I am working with collision data and want to run a few tests. I thought a chi-square was what I wanted, but it doesn't let me say what I want to. Then I thought a z-test of two proportions was what I wanted, but I realized I'm violating the major assumption of independence.
DV: Injury severity of collision (either fatal/severe or non-fatal/severe). IV: Road classification that collision occurred on (principal, primary, major, collector, secondary and local).

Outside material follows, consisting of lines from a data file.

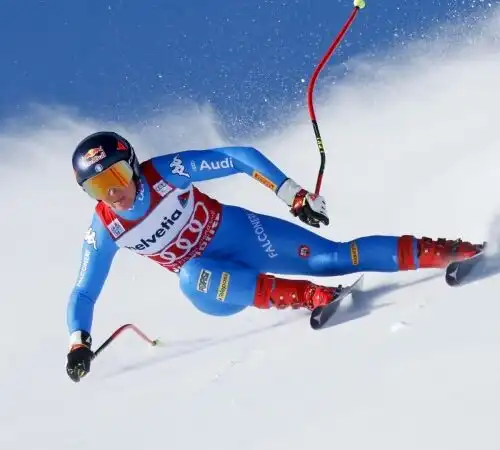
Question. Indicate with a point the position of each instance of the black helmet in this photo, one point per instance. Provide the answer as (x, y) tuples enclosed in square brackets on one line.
[(99, 151)]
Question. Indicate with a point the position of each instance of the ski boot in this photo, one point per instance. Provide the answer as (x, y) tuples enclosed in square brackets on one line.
[(433, 253), (282, 293)]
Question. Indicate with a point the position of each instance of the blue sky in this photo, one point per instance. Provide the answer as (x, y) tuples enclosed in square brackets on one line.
[(123, 60)]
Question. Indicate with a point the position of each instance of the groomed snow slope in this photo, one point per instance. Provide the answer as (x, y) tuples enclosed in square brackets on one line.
[(413, 147)]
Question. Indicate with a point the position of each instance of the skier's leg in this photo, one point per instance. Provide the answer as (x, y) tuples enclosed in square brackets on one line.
[(223, 288), (219, 288), (274, 245)]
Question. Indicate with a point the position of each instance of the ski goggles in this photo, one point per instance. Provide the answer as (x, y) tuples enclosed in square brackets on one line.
[(118, 175)]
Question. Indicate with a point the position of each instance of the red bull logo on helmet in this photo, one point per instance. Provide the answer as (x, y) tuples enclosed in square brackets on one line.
[(93, 155)]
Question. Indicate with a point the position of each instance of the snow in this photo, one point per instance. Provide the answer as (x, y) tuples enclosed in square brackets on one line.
[(412, 147)]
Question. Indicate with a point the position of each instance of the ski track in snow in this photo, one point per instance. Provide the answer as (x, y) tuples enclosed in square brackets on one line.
[(412, 147)]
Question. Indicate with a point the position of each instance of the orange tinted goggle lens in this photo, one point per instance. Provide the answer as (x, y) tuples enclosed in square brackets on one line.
[(116, 176)]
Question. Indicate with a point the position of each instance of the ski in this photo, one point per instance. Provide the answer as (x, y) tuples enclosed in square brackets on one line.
[(458, 271), (322, 316)]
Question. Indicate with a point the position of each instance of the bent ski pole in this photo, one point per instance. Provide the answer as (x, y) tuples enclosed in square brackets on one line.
[(358, 4), (118, 331)]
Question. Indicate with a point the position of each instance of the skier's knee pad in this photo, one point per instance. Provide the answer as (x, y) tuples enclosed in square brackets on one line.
[(206, 285)]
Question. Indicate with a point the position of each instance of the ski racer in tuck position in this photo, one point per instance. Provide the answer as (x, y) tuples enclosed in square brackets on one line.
[(224, 255)]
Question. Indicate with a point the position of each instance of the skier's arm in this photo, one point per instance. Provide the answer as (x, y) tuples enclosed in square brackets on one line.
[(98, 251), (191, 166)]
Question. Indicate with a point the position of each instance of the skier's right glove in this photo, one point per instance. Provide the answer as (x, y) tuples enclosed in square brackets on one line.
[(79, 356), (308, 207)]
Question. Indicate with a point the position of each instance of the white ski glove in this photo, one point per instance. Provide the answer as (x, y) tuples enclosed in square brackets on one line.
[(307, 206)]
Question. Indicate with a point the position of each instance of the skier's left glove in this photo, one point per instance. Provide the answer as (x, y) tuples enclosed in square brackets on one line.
[(308, 207)]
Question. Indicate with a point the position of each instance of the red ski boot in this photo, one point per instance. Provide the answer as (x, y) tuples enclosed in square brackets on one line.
[(441, 252), (433, 253), (282, 293)]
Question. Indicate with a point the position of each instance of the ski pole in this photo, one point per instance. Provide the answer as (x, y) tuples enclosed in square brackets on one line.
[(118, 331), (358, 4)]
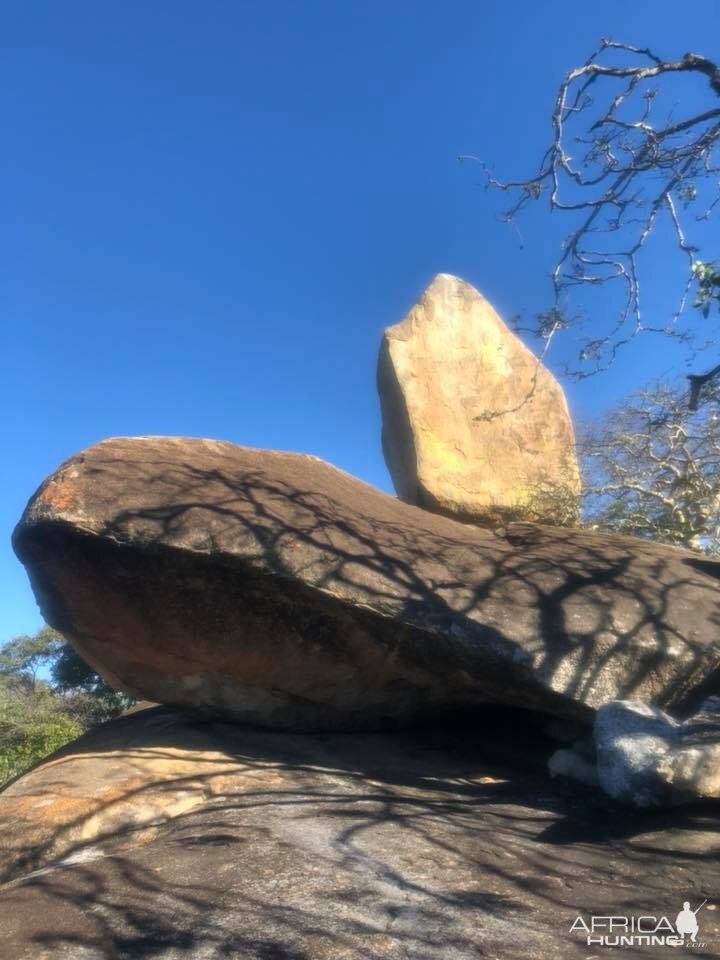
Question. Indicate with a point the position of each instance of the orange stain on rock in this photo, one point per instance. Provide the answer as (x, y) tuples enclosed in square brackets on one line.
[(58, 494)]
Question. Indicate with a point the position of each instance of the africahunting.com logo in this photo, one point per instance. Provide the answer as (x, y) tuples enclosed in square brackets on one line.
[(643, 931)]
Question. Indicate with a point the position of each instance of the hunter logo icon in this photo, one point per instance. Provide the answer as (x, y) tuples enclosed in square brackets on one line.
[(645, 930), (686, 923)]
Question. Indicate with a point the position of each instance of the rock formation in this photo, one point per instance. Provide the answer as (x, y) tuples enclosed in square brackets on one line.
[(473, 425), (158, 836), (272, 588), (649, 759)]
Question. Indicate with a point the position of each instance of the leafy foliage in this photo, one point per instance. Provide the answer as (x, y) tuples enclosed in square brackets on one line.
[(38, 715), (707, 277), (652, 469)]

I want to be able to determine:
Is the distribution of crash severity the same for all road classifications? I would conduct six chi-square test of homogeneity, where each record would take on six new dummy variables for each road class—the collision was either on a primary road (=TRUE) or not on a primary road (=FALSE); on a major road (=TRUE) or not on a major road (=FALSE); etc. The results are below:
Is there a significant difference between the proportion of collisions that were fatal/severe and the proportion of collisions that were non-fatal/severe? This is where I messed up, forgetting that these two are not independent (the more fatal collisions, the fewer non-fatal collisions). Still my incorrect results are below. However, what I want to be able to say with statistical confidence is, "Collisions are between X and X% more likely to be fatal when they occur on Y-type of roads than other types of roads."
Does anyone have any advice on how to choose the right test to say what I want? Any other comments on what would be a better test? Or follow-up tests?